Presque Vu /pʁɛsk vy/ Noun
I learnt this word a very long time ago and then I forgot it. The definition is not being able to recall a word from memory, possibly combined with some partial recollection, with the added feeling of a very imminent epiphany.
Having once known this word but subsequently forgetting it became very annoying whenever someone, myself or whoever I was talking to, experienced that feeling of having a word at the forefront of one’s mind – knowing it’s there but also realising you’ll never remember it in time to be able to use it – and all you can say is “It’s on the tip of my tongue.. I’ve almost got it.. It starts with M…” and I’d think to myself (having forgotten the word but not that I knew it, once upon a time) “I know the word that describes that feeling exactly. It’s …” and there it was again in a vicious cycle of irony.
And thankfully, two years ago, that pain ended. But more than that, when I read the term “presque vue” every presque vu feeling I ever had trying to remember the phenomenon was fulfilled instantly. It was an epiphany party on the tip of my tongue and there was only one word on the guest list; presque vu.
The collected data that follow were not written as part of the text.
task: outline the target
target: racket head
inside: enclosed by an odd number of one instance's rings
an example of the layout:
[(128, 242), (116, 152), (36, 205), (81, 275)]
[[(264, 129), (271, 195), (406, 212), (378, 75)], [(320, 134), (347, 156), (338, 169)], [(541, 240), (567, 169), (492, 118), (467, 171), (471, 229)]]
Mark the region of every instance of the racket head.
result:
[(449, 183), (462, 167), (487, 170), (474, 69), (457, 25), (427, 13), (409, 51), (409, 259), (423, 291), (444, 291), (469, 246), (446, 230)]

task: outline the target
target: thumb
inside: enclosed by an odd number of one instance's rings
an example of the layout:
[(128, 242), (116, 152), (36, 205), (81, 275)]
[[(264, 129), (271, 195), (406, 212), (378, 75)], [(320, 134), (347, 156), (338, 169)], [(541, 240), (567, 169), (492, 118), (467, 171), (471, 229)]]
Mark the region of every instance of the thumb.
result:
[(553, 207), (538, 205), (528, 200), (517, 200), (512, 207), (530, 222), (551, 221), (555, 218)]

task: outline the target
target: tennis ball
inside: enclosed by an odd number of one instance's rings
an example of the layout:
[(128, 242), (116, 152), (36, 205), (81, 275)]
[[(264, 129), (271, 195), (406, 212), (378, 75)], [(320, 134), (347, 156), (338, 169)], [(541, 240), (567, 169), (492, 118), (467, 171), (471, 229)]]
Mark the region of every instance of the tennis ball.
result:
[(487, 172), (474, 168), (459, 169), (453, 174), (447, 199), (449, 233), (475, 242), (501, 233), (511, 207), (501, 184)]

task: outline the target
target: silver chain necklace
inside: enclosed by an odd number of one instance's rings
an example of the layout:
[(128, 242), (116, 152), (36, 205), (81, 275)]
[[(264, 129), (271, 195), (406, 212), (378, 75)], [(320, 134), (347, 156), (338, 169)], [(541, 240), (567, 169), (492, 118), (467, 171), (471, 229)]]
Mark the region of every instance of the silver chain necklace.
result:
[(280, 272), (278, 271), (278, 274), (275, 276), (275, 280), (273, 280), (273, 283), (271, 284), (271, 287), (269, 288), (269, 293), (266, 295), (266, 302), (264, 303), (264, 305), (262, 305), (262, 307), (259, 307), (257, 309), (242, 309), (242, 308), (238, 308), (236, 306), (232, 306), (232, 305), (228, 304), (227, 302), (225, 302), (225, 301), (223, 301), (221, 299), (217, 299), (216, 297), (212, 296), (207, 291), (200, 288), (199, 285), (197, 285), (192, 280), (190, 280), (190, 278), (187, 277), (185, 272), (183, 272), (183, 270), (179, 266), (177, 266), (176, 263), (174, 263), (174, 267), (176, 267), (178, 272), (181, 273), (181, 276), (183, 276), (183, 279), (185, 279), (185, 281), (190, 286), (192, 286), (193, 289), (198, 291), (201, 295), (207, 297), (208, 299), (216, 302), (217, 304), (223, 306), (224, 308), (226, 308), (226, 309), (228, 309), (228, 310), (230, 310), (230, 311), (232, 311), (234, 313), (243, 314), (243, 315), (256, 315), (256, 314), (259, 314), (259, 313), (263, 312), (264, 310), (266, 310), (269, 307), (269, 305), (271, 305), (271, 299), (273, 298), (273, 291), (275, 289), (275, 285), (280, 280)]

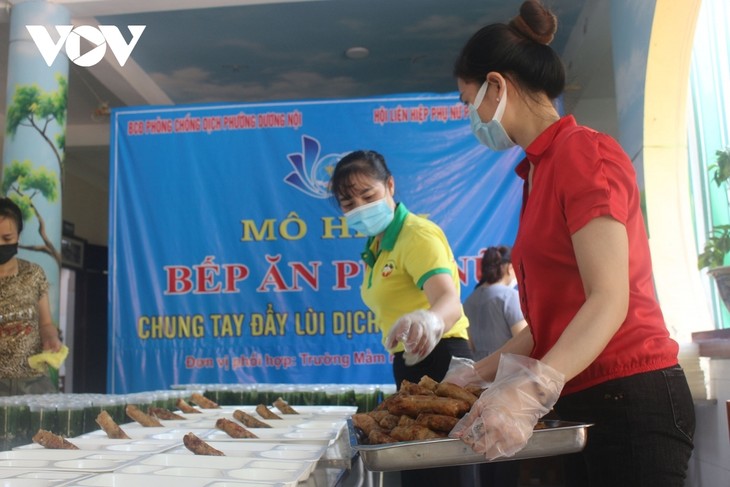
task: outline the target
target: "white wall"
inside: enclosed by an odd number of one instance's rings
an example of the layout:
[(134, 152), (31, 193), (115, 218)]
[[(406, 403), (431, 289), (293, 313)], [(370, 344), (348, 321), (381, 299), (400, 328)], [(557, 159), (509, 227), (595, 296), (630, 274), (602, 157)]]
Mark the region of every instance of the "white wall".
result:
[(690, 460), (687, 487), (730, 485), (730, 430), (725, 402), (730, 400), (730, 359), (711, 359), (710, 396), (696, 401), (695, 450)]

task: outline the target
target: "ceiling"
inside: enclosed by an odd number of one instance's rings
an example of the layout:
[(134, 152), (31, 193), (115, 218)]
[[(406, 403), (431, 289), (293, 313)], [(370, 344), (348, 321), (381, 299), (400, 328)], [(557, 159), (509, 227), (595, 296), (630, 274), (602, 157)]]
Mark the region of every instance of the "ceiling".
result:
[[(49, 0), (51, 1), (51, 0)], [(0, 46), (10, 10), (0, 9)], [(145, 25), (130, 59), (69, 63), (66, 168), (108, 186), (108, 117), (99, 107), (351, 98), (455, 91), (451, 68), (479, 27), (507, 21), (521, 0), (55, 0), (74, 25)], [(553, 47), (569, 56), (565, 106), (612, 96), (606, 0), (546, 0), (560, 19)], [(205, 8), (200, 8), (201, 4)], [(603, 6), (603, 7), (601, 7)], [(606, 10), (607, 11), (607, 10)], [(90, 49), (92, 46), (87, 46)], [(365, 47), (350, 59), (345, 51)], [(83, 53), (83, 52), (82, 52)], [(565, 59), (565, 57), (564, 57)], [(0, 93), (7, 49), (0, 48)], [(5, 100), (0, 99), (5, 113)], [(4, 126), (4, 117), (0, 120)], [(4, 130), (3, 130), (4, 133)]]

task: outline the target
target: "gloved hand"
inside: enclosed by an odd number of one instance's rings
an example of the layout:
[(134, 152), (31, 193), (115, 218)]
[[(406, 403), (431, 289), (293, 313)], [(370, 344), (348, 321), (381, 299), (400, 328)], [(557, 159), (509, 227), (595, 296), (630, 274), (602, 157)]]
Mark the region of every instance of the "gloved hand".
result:
[(494, 382), (449, 436), (487, 460), (511, 457), (525, 447), (564, 385), (565, 376), (539, 360), (502, 354)]
[(457, 386), (475, 385), (482, 389), (487, 388), (491, 382), (482, 379), (474, 368), (474, 361), (470, 358), (451, 357), (449, 370), (441, 382), (450, 382)]
[(433, 351), (445, 327), (436, 313), (419, 309), (398, 318), (385, 339), (385, 347), (392, 349), (403, 342), (406, 365), (415, 365)]

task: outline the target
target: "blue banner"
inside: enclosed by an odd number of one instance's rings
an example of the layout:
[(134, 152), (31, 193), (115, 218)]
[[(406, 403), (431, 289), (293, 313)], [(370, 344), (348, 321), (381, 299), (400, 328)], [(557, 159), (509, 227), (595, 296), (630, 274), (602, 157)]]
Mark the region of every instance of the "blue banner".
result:
[(456, 94), (125, 108), (111, 132), (111, 393), (392, 382), (365, 238), (327, 191), (352, 150), (383, 154), (396, 201), (443, 228), (462, 298), (481, 250), (514, 241), (523, 153), (478, 145)]

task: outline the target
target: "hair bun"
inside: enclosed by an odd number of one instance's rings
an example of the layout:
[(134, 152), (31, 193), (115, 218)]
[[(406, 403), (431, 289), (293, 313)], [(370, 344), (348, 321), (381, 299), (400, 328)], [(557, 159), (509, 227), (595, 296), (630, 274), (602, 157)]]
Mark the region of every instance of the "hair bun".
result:
[(527, 0), (509, 26), (530, 40), (548, 45), (558, 30), (558, 18), (539, 1)]

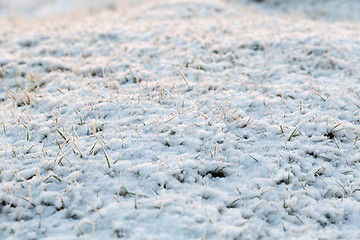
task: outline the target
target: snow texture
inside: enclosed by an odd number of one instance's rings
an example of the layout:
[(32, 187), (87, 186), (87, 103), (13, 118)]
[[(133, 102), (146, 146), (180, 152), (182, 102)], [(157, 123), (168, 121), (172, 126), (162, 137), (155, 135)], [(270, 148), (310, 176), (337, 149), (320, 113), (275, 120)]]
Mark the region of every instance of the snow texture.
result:
[(360, 238), (359, 1), (0, 9), (0, 239)]

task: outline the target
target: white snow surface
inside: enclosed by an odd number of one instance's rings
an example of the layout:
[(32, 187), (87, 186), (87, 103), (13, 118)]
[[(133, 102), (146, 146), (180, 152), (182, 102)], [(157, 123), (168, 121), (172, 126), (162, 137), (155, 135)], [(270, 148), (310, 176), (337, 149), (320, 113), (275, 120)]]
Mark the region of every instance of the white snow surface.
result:
[(0, 9), (0, 239), (360, 238), (359, 1)]

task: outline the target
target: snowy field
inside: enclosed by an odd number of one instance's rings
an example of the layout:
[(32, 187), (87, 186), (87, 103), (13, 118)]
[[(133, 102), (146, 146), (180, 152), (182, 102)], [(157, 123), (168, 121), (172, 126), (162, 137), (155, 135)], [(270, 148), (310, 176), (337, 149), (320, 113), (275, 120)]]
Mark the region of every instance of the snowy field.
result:
[(0, 0), (0, 239), (359, 239), (357, 0)]

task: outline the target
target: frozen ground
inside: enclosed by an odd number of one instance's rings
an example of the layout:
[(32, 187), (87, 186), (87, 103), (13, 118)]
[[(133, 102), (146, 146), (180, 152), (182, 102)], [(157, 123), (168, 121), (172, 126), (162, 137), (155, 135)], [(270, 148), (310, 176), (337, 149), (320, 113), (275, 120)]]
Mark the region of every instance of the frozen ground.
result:
[(0, 1), (0, 239), (360, 238), (358, 1)]

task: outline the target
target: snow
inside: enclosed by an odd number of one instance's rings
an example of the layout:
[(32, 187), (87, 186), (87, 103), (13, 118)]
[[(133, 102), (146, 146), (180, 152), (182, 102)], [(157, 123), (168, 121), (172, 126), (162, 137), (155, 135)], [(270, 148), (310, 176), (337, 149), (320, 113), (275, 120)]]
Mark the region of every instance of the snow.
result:
[(357, 1), (0, 1), (1, 239), (360, 238)]

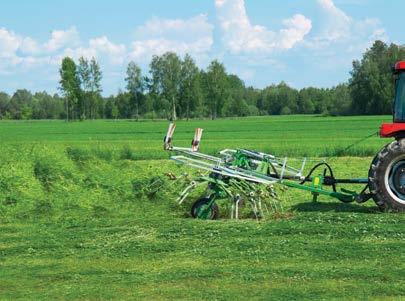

Presque vu, somewhat obviously, comes from French. It doesn’t translate as “tip of the tongue” though, not by a long shot. Its literal translation is “almost seen” which I think far better describes the feeling than the linguagraphical [I just made that up] description of this very psychological phenomenon. It’s a feeling with a lot of depth; it can be great or small but always irksome and never welcome. It’s a feeling which has no bias in who it harasses; young, old, male, female, Asian, American or Uzbekistanian it really doesn’t matter, even people who sign report this phenomenon as “at the tip of their fingers”. The feeling itself was first described by William James though he never actually coined it as such. It was likely he wanted to and he knew exactly what he would call it but when he was writing Principles of Psychology he just couldn’t quite think of it.